12. À cette fin, la Cour a examiné la déclaration à la lumière des principes que consacre sa jurisprudence, en particulier l’arrêt Tahsin Acar (Tahsin Acar c. Turquie (question préliminaire) [GC], no 26307/95, §§ 75‑77, CEDH 2003‑VI, WAZA Sp. z o.o. c. Pologne (déc.), no 11602/02, 26 juin 2007, et Sulwińska c. Pologne (déc.), no 28953/03, 18 septembre 2007).
13. La Cour a établi dans un certain nombre d’affaires, dont celles dirigées contre la Grèce, sa pratique en ce qui concerne les griefs tirés de la violation du droit à être entendu dans un délai raisonnable et à avoir un recours effectif à cet égard (voir, par exemple, Frydlender c. France [GC], no 30979/96, § 43, CEDH 2000‑VII, Cocchiarella c. Italie [GC], no 64886/01, §§ 69-98, CEDH 2006‑V, Majewski c. Pologne, no 52690/99, 11 octobre 2005, et Glykantzi c. Grèce, no 40150/09, 30 octobre 2012).
14. Eu égard à la nature des concessions que renferment les déclarations du Gouvernement, ainsi qu’aux montants des indemnisations proposées – qui sont conformes aux montants alloués dans des affaires similaires –, la Cour estime qu’il ne se justifie plus de poursuivre l’examen des requêtes (article 37 § 1 c).
15. En outre, à la lumière des considérations qui précèdent, et eu égard en particulier à sa jurisprudence claire et abondante à ce sujet, la Cour estime que le respect des droits de l’homme garantis par la Convention et ses Protocoles n’exige pas qu’elle poursuive l’examen des requêtes (article 37 § 1 in fine).

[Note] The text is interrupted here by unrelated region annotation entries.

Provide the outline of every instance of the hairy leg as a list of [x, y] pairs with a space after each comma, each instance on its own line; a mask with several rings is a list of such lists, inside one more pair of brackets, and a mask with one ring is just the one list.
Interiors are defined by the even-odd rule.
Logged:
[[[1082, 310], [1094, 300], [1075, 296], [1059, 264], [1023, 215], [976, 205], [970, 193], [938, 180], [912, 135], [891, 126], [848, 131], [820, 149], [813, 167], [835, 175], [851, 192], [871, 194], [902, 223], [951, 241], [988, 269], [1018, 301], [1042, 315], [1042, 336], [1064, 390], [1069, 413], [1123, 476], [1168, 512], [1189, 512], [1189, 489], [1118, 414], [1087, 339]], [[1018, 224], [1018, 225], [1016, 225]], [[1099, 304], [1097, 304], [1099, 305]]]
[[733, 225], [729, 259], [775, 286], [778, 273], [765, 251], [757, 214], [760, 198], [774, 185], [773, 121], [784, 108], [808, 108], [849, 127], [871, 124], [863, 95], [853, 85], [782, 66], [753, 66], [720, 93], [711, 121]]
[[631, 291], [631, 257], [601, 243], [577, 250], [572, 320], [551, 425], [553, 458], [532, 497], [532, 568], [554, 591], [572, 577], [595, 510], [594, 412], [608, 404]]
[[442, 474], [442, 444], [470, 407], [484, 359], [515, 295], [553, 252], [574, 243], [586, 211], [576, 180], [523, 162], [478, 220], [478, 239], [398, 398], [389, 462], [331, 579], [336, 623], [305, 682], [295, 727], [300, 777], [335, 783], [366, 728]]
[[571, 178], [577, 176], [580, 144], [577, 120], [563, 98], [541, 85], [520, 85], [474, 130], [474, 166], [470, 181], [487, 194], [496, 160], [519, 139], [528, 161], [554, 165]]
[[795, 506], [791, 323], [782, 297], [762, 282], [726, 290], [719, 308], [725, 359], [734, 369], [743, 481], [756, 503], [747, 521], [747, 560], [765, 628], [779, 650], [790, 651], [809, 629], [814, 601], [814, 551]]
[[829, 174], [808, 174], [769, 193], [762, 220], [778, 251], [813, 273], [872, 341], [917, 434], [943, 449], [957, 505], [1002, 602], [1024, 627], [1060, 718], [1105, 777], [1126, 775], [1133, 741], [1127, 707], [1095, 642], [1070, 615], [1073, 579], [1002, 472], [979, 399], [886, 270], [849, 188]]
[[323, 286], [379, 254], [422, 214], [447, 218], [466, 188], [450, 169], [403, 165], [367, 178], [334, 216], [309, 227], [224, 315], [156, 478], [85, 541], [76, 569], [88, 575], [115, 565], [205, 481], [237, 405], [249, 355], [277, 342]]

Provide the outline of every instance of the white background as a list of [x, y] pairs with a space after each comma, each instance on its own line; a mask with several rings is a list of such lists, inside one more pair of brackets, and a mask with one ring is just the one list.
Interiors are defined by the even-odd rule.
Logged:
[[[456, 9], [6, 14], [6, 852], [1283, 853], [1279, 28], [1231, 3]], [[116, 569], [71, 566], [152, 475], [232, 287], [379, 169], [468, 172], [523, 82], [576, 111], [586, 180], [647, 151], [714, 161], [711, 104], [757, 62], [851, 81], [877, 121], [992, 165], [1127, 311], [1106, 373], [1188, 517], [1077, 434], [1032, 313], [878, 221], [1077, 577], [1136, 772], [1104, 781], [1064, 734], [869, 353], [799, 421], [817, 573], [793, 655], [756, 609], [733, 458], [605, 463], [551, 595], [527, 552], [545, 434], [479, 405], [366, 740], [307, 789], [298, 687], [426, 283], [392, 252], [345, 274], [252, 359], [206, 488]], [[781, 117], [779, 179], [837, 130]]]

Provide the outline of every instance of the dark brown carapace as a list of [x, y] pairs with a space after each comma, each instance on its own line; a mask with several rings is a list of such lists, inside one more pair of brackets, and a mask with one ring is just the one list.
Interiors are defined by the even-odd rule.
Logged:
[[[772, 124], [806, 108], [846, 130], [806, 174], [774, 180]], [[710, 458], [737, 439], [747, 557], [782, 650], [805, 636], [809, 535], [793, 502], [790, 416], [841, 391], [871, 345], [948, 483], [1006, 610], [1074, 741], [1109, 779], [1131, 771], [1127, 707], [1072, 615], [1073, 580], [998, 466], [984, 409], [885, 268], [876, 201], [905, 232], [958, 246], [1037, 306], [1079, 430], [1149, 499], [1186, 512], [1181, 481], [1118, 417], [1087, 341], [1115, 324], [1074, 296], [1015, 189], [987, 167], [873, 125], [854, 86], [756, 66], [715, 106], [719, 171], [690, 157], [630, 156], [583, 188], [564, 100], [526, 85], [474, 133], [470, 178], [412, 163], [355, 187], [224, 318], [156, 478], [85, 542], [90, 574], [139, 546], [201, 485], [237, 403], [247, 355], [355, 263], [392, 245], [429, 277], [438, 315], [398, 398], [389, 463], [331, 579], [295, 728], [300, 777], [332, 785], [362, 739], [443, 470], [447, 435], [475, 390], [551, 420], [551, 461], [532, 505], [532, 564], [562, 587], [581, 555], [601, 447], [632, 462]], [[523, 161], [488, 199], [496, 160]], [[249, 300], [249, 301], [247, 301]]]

16. Enfin, la Cour souligne que, dans le cas où le Gouvernement ne respecterait pas les termes de ses déclarations unilatérales, les requêtes pourraient être réinscrites au rôle en vertu de l’article 37 § 2 de la Convention (Josipović c. Serbie (déc.), nº 18369/07, 4 mars 2008).
En conséquence, il convient de rayer les affaires du rôle.
Par ces motifs, la Cour, à l’unanimité,
Décide de joindre les requêtes ;
Prend acte des termes des déclarations du gouvernement défendeur concernant les articles 6 § 1 et 13 de la Convention et des modalités prévues pour assurer le respect des engagements ainsi pris ;
Décide de rayer les requêtes du rôle en application de l’article 37 § 1 c) de la Convention.
Fait en français puis communiqué par écrit le 29 novembre 2018.